How to Scan Documents and Store Them in IndexedDB

IndexedDB is a low-level API for client-side storage of significant amounts of structured data, including files/blobs. It can be used to save images like scanned documents on the client for persistant storage.

In this article, we are going to talk about how to use Dynamic Web TWAIN to scan documents and store them in IndexedDB.

You can check out the demo videos to see what it does.

  1. Scanning documents.

  2. Loading a previously scanned document from IndexedDB.

Build a Document Scanning Web App

Let’s first build a web app to scan documents.

New Project

Clone a webpack starter project as the template for starting a new project:

git clone https://github.com/wbkd/webpack-starter

Install Dependencies

  1. Install Dynamic Web TWAIN: npm install dwt.

    In addition, we need to copy the resources of Dynamic Web TWAIN to the public folder.

    1. Install ncp.

      npm install --save-dev ncp
      
    2. Modify package.json to copy the resources for the build and start commands.

       "scripts": {
         "lint": "npm run lint:styles; npm run lint:scripts",
         "lint:styles": "stylelint src",
         "lint:scripts": "eslint src",
      -  "build": "cross-env NODE_ENV=production webpack --config webpack/webpack.config.prod.js",
      -  "start": "webpack serve --config webpack/webpack.config.dev.js"
      +  "build": "ncp node_modules/dwt/dist public/dwt-resources && cross-env NODE_ENV=production webpack --config webpack/webpack.config.prod.js",
      +  "start": "ncp node_modules/dwt/dist public/dwt-resources && webpack serve --config webpack/webpack.config.dev.js"
       },
      
    3. Modify webpack.common.js to copy the files in the public folder to the output folder instead of the public folder inside the output folder.

       new CopyWebpackPlugin({
      -  patterns: [{ from: Path.resolve(__dirname, '../public'), to: 'public' }],
      +  patterns: [{ from: Path.resolve(__dirname, '../public'), to: '' }],
       }),
      
  2. Install localForage: npm install localforage. localForage is a library which makes it easy to use IndexedDB.

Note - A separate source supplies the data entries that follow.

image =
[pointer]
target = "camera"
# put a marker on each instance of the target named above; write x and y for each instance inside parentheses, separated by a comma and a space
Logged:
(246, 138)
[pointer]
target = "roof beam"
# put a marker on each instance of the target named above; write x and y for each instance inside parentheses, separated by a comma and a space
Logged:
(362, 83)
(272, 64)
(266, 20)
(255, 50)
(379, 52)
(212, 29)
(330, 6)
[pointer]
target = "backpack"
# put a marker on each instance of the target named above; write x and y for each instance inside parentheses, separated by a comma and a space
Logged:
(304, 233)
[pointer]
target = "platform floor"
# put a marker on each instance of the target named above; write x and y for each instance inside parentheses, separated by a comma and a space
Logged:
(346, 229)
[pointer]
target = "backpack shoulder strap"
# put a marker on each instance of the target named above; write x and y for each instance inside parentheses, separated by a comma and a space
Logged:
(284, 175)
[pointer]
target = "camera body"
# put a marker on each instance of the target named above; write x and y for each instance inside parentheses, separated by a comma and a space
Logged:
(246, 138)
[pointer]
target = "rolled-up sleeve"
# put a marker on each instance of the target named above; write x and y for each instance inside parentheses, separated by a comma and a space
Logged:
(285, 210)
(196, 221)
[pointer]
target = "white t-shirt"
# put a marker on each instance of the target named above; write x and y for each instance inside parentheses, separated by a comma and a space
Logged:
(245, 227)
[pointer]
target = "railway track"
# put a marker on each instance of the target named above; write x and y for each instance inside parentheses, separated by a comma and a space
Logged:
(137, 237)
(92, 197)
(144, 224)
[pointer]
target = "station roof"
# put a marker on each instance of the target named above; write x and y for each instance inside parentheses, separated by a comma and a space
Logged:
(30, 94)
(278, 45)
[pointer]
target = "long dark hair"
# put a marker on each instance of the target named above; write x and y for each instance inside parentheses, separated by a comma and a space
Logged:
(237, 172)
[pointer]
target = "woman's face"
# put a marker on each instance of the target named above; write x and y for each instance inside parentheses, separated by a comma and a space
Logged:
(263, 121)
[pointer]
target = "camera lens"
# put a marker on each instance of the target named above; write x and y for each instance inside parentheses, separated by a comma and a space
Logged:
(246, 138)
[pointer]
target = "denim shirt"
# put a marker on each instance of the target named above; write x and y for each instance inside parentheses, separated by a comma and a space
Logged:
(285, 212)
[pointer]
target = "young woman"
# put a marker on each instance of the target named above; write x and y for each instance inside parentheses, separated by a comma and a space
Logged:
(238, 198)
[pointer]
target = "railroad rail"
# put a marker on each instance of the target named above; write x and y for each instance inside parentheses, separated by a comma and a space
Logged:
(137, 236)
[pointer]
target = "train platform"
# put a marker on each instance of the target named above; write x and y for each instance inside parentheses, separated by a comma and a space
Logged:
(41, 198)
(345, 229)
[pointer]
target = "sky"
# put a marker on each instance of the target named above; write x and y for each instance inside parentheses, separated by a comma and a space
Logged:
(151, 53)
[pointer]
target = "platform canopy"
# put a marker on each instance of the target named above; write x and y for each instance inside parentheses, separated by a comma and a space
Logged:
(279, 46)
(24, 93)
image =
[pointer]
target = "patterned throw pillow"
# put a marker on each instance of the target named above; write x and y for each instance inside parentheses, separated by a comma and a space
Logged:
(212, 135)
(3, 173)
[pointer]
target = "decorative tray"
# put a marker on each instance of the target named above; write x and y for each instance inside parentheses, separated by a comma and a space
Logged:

Use Dynamic Web TWAIN to Scan Documents

Here, we are going to use Dynamic Web TWAIN’s remote scan feature to scan documents. By default, Dynamic Web TWAIN needs to install a local service on desktop devices to manage scanning. But with remote scan, we only need to install the service on one device and then, we can use any device like PCs and mobile phones to scan documents. You can learn about its setup and usage by checking out the docs.

  1. Set the resources path:

    import Dynamsoft from 'dwt';
    Dynamsoft.DWT.ResourcesPath = "/dwt-resources";
    
  2. Specify the license. A one-day temporary license will be used if it is empty. You can apply for a license here.

    Dynamsoft.DWT.ProductKey = "Your license";
    
  3. Create a new remote scan object using a public proxy server.

    const serverurl = "https://demo.scannerproxy.com/";
    let DWRemoteScanObject;
    DWRemoteScanObject = await Dynamsoft.DWT.CreateRemoteScanObjectAsync(serverurl);
    
  4. List Dynamsoft Services found by the proxy service in a select.

    services = await DWRemoteScanObject.getDynamsoftService();
    if (services.length>0) {
      DWRemoteScanObject.setDefaultDynamsoftService(services[0]);
    }
    let servicesSelect = document.getElementById("services-select");
    servicesSelect.options.length = 0;
    for (let index = 0; index < services.length; index++) {
      const service = services[index];
      if (service.attrs.name.length > 0) {
        servicesSelect.options.add(new Option(service.attrs.name, index));
      } else {
        servicesSelect.options.add(new Option(service.attrs.UUID, index));
      }
    }
    
  5. List devices found by the selected service in a select.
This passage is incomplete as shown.